Forum Moderators: phranque
I find myself doing this at moment in order to get maximum performance out of a TCP/IP based system (not actually a webserver, but the technology is largely the same).
Solid article on this here:-
[isi.edu...]
Curious to hear any results from people that have experimented with such low level tweaking. My current objective is to reduce a large volume of TCP/IP socket connections that are sitting in a WAIT_STATE pending an ACK from a client that will never arrive (because the client has gone offline). It seems there are proposed mechanisms for achieving this and having the client handle the WAIT_STATE rather than the server.
I'm not sure if Apache is already doing such things, haven't delved into that code yet.
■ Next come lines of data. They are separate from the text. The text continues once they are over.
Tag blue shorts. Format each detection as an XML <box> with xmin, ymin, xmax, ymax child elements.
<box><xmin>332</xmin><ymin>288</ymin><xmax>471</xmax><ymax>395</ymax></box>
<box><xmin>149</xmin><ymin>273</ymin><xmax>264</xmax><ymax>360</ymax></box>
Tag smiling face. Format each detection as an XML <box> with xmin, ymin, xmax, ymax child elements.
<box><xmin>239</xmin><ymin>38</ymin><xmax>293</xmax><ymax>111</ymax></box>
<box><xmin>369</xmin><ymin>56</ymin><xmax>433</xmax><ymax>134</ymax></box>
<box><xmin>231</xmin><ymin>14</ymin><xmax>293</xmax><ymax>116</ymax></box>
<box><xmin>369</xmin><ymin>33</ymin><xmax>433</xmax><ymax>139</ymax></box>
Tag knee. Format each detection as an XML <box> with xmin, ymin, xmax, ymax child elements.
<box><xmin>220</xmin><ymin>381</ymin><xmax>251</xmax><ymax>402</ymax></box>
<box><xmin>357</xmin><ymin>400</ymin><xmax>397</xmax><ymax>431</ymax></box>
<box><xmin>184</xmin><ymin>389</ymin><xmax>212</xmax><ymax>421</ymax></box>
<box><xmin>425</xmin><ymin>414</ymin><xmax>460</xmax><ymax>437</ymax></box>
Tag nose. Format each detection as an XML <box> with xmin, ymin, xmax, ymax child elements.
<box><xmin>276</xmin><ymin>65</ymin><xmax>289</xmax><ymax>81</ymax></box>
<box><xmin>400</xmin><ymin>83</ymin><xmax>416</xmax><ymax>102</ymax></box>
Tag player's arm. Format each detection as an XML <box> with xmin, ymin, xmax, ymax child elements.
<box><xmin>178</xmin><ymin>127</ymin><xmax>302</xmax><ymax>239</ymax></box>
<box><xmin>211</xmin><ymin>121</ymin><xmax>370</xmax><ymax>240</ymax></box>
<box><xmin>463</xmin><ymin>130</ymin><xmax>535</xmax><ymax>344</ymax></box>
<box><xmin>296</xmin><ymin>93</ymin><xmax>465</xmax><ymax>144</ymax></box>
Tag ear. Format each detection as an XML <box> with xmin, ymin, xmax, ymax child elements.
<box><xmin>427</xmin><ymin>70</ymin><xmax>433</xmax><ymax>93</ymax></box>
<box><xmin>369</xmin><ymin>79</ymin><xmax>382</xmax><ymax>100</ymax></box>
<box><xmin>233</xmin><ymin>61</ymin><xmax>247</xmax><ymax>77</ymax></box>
Anyone here messed around with this?
Have you had any good results so far with your tweaking?
It's been, let's say, interesting. I've learned a lot about the lower level workings of TCP/IP, SYN and ACK signals etc and how they can get delayed but not ignored (part of the protocol design).
But I can't say that I've found anything particularly useful just yet.
I would use the ideas from Yslow first before trying these.
I'm actually tweaking a TCP/IP based application which isn't for the web. I thought of asking because of course HTTP servers are essentially TCP/IP based. I'll take a look at Yslow though - there might be some useful config tidbits in there - thanks for the heads up.